While they’re still in high school, help them make a budget and create savings goals. Walk them through a resource like the Money Map so they have a holistic picture of their financial future.
Encourage them to get a summer job after they graduate high school and help them save every penny of what they earn. Maybe you can match them dollar for dollar on a savings goal for the summer. Help them apply for jobs or internships that will get them valuable experience and look great on their resume.
Encourage your student to make a list of every job, sport, activity, community service opportunity, and achievement they make during their college years in preparation for resume building. Talk to them about the possibility of working throughout college. Teach them to make wise financial decisions now so they can be financially stable later on.
Since taking on student loans is a serious financial commitment, there are a few things you can do to help decrease the severity of the debt.

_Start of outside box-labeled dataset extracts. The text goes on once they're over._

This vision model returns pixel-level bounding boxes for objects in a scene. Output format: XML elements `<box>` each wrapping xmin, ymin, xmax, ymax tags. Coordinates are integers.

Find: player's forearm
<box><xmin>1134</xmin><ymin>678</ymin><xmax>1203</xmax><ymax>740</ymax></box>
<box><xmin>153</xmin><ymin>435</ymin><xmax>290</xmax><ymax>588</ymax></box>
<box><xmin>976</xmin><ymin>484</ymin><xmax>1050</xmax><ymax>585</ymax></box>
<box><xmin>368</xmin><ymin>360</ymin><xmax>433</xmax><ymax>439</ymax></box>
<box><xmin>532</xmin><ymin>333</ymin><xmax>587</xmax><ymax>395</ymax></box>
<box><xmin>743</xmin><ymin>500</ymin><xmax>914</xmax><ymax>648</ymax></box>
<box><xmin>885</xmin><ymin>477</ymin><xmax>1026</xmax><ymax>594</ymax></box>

First, help your child decide on a career path. This can be an overwhelming and confusing process for many high school students and recent graduates, but it’s important, especially when talking about financing college.
Crown has a Career Direct Assessment that will help your student discover their unique design and what career path suits them best. It’s a comprehensive assessment that examines personality, skills, interests, and values, all through a biblical lens. I would highly recommend your student taking the assessment and meeting with a consultant.
Help them make an informed decision and choose a career that is stable and achievable. You can read about 7 trending careers here.
Determining a career path will also help your student calculate an estimated starting salary upon graduation. Don’t ever borrow more than this anticipated annual starting salary. Fields that require extended education, such as doctors and lawyers, will have higher starting salaries but also require more education and more expensive loans.
Plan your student loans around their future career path, and don’t ever spend the loaned money on anything other than education. Also help them budget their student loans as a fraction of their estimated future income. It may be helpful to know which careers offer loan forgiveness or assistance.
You and your child should understand the Financial Aid Terms and definitions, and review smart borrowing tips here and here.
Ask lots of questions and don’t sign a contract without full understanding! Study your loan option and talk about what will suit your child’s needs best.
The Bible never says that debt is wrong. But it warns against accumulating debt (Proverbs 22:7) and co-signing (Proverbs 6:1-5), because of the financial burdens it causes us. If you decide to co-sign with your student on their loan, assume and plan like the loan is yours. In other words, you are just as responsible for the repayment as they are.
Make sure the lender grants you access to the same information that your student has to verify that payments are indeed being made. Late payments strain relationships and credit can be ruined, so be prayerful and cautious when making this decision.
Just over half of all college students actually graduate. Since this is a major decision for everyone involved, be sure to commit it to prayer and be cautious. In our home, by God’s grace, we were able to work around the challenges and avoid borrowing for college. My hope is that you will be able to do the same.